I’m excited about it.

YeBanKo•46m ago
This seems like Claude sub agents. I personally had tried to use sub agents for repetitive tasks with very detailed instructions, but was never able to get it to work really well in different contexts.
arjunchint•28m ago
I am really confused on how this compares to resources/prompts in the MCP Spec that a MCP server can expose.

I get it no one is using that, but like this just sounds like a rehash?

https://modelcontextprotocol.io/specification/2025-06-18/ser... https://modelcontextprotocol.io/specification/2025-06-18/ser...

simonw•14m ago
Skills are massively easier to understand and implement than MCP resources/prompts.
tptacek•17m ago
I do think the big story here is how hyperfocused and path-dependent people got on MCP, when the actually-interesting thing is simply "tool calls". Tool calls are incredibly interesting and useful. MCP is just one means to that end, and not one of the better ones.
simonw•15m ago
I think MCP's huge adoption was mainly due to its timing.

Tool calling was a thing before MCP, but the models weren't very good at it. MCP almost exactly coincided with the models getting good enough at tool calling for it to be interesting.

So yeah, I agree - most of the MCP excitement was people learning that LLMs can call tools to interact with other systems.

mooreds•16m ago
Reposting a comment I made when it was posted 10 hours ago:

As someone who is looking into MCP right now, I'd love to hear what folks with experience in both of these areas think.

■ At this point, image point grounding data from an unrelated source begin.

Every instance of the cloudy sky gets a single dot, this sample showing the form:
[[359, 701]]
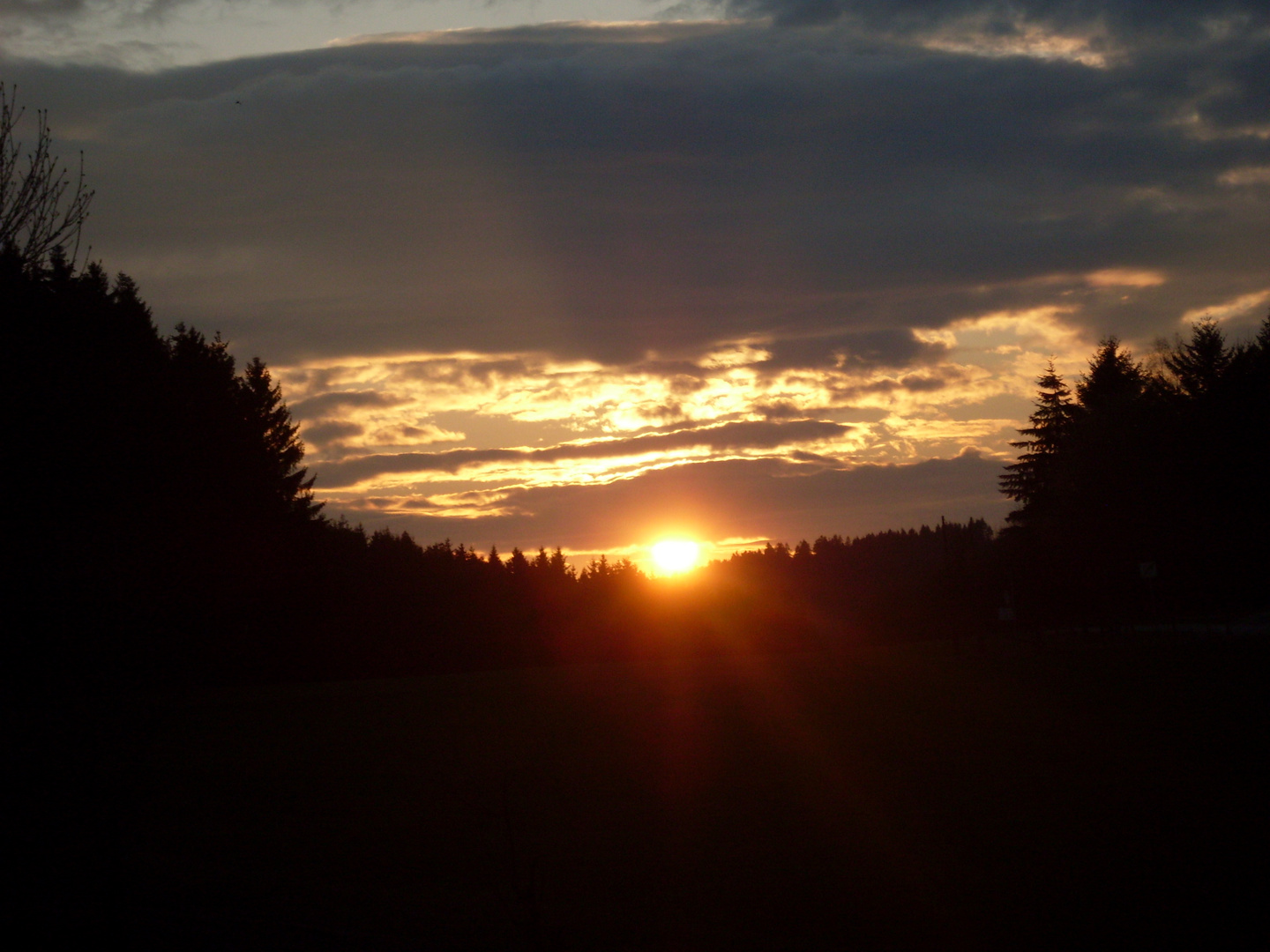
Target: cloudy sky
[[551, 271]]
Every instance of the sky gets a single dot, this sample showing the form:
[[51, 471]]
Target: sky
[[591, 274]]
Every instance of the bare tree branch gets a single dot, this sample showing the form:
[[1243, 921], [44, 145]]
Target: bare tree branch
[[42, 207]]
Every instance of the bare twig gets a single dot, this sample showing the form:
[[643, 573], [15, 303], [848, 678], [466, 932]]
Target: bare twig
[[42, 206]]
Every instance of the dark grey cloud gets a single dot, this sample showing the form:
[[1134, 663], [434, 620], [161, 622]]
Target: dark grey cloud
[[601, 198], [326, 404], [735, 498], [329, 432], [1188, 17], [750, 435], [860, 351]]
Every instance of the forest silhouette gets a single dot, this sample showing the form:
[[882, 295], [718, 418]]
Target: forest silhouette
[[235, 723], [169, 530]]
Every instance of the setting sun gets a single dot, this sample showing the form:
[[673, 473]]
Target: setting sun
[[675, 556]]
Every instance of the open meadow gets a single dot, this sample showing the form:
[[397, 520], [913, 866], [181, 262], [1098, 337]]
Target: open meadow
[[930, 796]]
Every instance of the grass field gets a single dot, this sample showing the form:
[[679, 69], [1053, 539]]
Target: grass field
[[923, 798]]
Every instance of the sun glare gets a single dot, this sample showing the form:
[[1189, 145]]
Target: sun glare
[[675, 556]]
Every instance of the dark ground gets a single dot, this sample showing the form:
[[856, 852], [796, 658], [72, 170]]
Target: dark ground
[[935, 796]]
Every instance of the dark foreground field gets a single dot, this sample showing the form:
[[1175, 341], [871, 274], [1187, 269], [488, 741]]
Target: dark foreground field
[[923, 798]]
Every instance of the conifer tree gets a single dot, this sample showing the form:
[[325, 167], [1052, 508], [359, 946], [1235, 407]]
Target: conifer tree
[[1033, 480]]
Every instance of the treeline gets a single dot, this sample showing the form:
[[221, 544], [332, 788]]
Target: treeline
[[163, 524], [1143, 494]]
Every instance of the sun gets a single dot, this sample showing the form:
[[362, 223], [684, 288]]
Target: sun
[[675, 556]]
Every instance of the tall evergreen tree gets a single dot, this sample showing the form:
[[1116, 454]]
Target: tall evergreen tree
[[1200, 363], [1035, 479]]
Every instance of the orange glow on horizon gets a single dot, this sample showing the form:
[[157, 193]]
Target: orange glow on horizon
[[675, 556]]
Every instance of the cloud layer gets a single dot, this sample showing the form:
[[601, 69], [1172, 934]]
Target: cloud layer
[[497, 270]]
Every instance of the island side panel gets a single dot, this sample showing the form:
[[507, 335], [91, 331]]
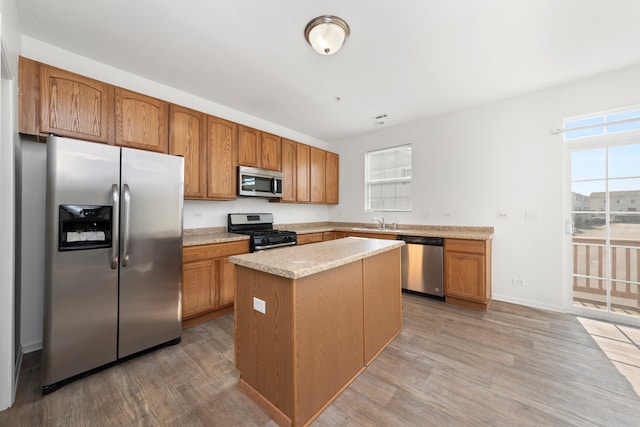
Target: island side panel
[[382, 301], [328, 337], [264, 342]]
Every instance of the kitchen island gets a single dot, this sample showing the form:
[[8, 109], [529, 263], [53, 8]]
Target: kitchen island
[[309, 319]]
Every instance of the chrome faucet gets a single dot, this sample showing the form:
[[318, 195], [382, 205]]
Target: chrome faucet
[[381, 222]]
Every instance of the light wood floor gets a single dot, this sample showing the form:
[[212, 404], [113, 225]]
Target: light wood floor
[[449, 367]]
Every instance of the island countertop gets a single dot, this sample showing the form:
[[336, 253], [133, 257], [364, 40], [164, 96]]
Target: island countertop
[[294, 262]]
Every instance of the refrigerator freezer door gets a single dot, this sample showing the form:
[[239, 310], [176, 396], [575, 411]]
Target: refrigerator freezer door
[[81, 288], [151, 250]]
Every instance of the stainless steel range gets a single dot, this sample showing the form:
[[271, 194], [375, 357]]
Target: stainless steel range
[[260, 227]]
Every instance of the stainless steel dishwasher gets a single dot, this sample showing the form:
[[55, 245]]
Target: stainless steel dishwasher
[[422, 265]]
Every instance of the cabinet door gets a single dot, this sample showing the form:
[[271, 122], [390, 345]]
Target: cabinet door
[[187, 138], [249, 146], [288, 170], [271, 151], [302, 173], [28, 96], [332, 179], [75, 106], [318, 175], [221, 170], [198, 287], [141, 121], [227, 283], [464, 276]]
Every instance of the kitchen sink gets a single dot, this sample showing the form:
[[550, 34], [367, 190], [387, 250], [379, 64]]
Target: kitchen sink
[[376, 230]]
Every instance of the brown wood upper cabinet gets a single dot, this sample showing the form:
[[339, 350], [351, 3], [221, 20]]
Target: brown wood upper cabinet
[[289, 159], [258, 149], [249, 146], [63, 103], [332, 179], [310, 174], [187, 138], [141, 121], [271, 152], [302, 173], [317, 175], [222, 136]]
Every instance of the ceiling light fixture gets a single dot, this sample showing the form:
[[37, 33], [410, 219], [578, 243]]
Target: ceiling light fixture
[[326, 34]]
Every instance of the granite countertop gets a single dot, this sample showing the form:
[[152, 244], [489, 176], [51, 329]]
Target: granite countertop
[[294, 262], [206, 236], [451, 232]]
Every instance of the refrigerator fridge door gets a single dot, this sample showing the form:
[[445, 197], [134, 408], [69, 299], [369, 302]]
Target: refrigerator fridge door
[[151, 250], [81, 287]]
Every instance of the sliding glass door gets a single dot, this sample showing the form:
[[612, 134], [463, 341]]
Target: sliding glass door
[[605, 191]]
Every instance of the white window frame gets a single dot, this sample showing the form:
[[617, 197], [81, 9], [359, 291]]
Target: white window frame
[[369, 182]]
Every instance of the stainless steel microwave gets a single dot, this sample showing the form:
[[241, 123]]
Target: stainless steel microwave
[[257, 182]]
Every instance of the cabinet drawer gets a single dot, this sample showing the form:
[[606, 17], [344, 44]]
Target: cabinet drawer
[[463, 245], [194, 253]]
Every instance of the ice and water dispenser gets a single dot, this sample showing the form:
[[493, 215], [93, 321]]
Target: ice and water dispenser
[[84, 227]]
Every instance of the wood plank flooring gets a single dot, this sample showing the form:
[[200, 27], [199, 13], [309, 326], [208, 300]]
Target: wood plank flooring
[[450, 366]]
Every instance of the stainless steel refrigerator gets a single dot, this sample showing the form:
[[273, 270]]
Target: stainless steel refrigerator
[[113, 256]]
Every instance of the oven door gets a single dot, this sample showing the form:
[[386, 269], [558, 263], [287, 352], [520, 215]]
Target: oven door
[[259, 183]]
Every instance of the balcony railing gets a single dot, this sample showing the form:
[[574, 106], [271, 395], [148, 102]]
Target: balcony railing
[[589, 278]]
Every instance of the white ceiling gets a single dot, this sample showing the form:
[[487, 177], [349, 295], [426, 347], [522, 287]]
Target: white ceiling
[[408, 59]]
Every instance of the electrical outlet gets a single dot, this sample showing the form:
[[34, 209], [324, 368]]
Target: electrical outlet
[[517, 282], [531, 215], [259, 305]]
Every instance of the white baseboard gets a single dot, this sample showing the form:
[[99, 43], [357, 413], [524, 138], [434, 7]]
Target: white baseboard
[[529, 303], [16, 372]]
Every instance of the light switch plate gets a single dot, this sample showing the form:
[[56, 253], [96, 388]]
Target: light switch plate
[[259, 305]]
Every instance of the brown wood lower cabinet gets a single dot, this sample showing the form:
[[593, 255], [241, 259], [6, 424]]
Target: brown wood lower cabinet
[[208, 281], [467, 267], [316, 335], [304, 239]]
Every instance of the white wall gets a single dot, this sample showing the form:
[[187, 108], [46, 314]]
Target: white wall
[[499, 157], [34, 165], [8, 150]]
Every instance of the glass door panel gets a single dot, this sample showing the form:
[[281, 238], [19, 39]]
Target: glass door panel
[[606, 237]]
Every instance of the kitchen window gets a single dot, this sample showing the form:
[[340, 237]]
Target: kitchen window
[[388, 179]]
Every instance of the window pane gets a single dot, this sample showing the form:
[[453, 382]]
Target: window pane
[[588, 195], [624, 161], [624, 195], [588, 164], [388, 178]]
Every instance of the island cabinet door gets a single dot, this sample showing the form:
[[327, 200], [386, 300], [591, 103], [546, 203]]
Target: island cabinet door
[[329, 336], [382, 302]]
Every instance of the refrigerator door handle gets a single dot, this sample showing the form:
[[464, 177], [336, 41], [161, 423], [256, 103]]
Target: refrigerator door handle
[[125, 230], [115, 226]]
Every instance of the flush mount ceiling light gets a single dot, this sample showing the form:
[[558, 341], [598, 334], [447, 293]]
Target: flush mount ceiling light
[[326, 34]]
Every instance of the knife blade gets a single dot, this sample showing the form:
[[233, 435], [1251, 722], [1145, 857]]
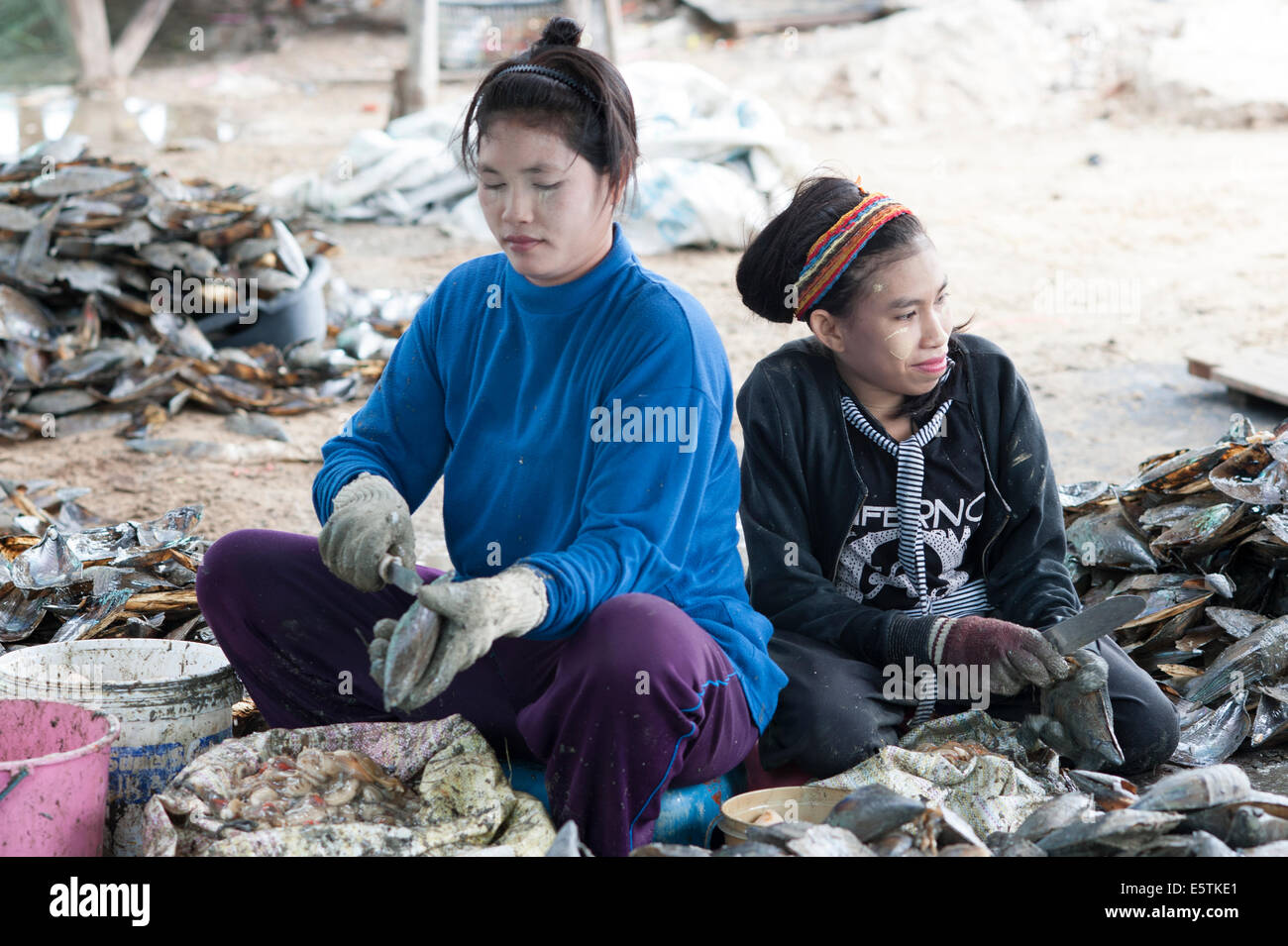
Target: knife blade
[[1095, 622], [399, 576]]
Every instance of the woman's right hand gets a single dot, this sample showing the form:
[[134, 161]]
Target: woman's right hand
[[1016, 656], [369, 519]]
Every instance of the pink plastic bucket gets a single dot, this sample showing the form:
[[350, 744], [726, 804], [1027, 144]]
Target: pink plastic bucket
[[53, 778]]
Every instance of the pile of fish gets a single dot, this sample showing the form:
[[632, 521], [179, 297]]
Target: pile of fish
[[313, 788], [1201, 812], [1202, 534], [82, 244], [65, 575]]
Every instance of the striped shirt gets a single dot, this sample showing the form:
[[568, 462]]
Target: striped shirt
[[912, 546]]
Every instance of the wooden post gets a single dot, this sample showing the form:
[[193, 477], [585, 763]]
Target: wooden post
[[137, 35], [612, 27], [88, 24], [417, 85]]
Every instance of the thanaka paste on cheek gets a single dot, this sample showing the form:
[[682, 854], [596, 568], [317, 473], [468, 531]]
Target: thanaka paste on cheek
[[901, 343]]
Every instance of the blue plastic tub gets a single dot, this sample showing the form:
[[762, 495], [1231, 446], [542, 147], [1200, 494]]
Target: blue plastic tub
[[688, 813]]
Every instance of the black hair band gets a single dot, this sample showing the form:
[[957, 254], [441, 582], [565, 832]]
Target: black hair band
[[552, 73]]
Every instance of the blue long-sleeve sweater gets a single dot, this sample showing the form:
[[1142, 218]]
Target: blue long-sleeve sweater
[[581, 429]]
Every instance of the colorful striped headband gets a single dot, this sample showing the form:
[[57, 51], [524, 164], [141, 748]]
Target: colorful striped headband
[[552, 73], [835, 250]]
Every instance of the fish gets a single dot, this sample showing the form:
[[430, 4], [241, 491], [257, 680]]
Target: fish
[[1276, 524], [1235, 622], [1199, 530], [191, 259], [892, 845], [256, 425], [51, 563], [1116, 832], [20, 614], [1077, 723], [1278, 848], [1109, 790], [273, 280], [567, 843], [751, 848], [1270, 723], [1197, 845], [1197, 788], [1253, 475], [874, 809], [314, 787], [1209, 735], [1250, 826], [75, 179], [1004, 845], [90, 622], [825, 841], [136, 233], [670, 851], [60, 400], [1060, 811], [17, 219], [24, 319], [288, 252], [1181, 473], [1104, 540], [1261, 656], [411, 648]]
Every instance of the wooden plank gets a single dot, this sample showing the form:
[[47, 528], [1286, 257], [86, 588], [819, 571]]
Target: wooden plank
[[612, 27], [739, 18], [1260, 373], [137, 35]]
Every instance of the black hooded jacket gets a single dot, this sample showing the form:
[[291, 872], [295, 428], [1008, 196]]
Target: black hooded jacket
[[802, 491]]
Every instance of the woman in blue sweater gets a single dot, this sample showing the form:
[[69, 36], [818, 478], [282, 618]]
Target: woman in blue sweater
[[578, 408]]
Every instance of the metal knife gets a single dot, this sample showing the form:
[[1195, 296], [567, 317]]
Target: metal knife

My first impressions are that MCP has some advantages:

- around for longer and has some momentum

- doesn't require a dev envt on the computer to be effective

- cross-vendor support

- more sophistication for complex use cases (enterprise permissions can be layered on because of OAuth support)

- multiple transport layers gives flexibility

Skills seems to have advantages too, of course:

- simpler

- easier to iterate

- less context used

I think if the other vendors follow along with skills, and we expect every computer to have access to a development environment, skills could win the day. HTML won over XML and REST won over SOAP, so simple often wins.

But the biggest drawback of MCP, the context window overuse, can be remediated by having MCP specific sub-agents that are interacted with using a primary agent, rather than injecting each MCP server into the main context.

simonw•12m ago
Yeah, I think you're exactly right about MCP's advantages - especially that MCP doesn't require access a full sandboxed Linux environment to work!

I still plan to ship an MCP for one of my products to let it interact with the wider ecosystem, but as an end-user I'm going to continue mostly using Claude Code without them.

_pdp_•12m ago
These are completely different things. MCP is also about consuming external services handling oauth and all of that. Skills are effectively cli tools + prompts. Completely different application so they cannot be compared easily like that.

BTW, before even MCP was a thing we invented our own system that is called Skillset. Turns out now it is sort of the best parts of both MCPs and Skills.

RhysU•4m ago
It's fun to see AI advance to the point where (old school) educational references matter. AGI will eventually turn into an education problem, much like the ones the education field pursues for humans.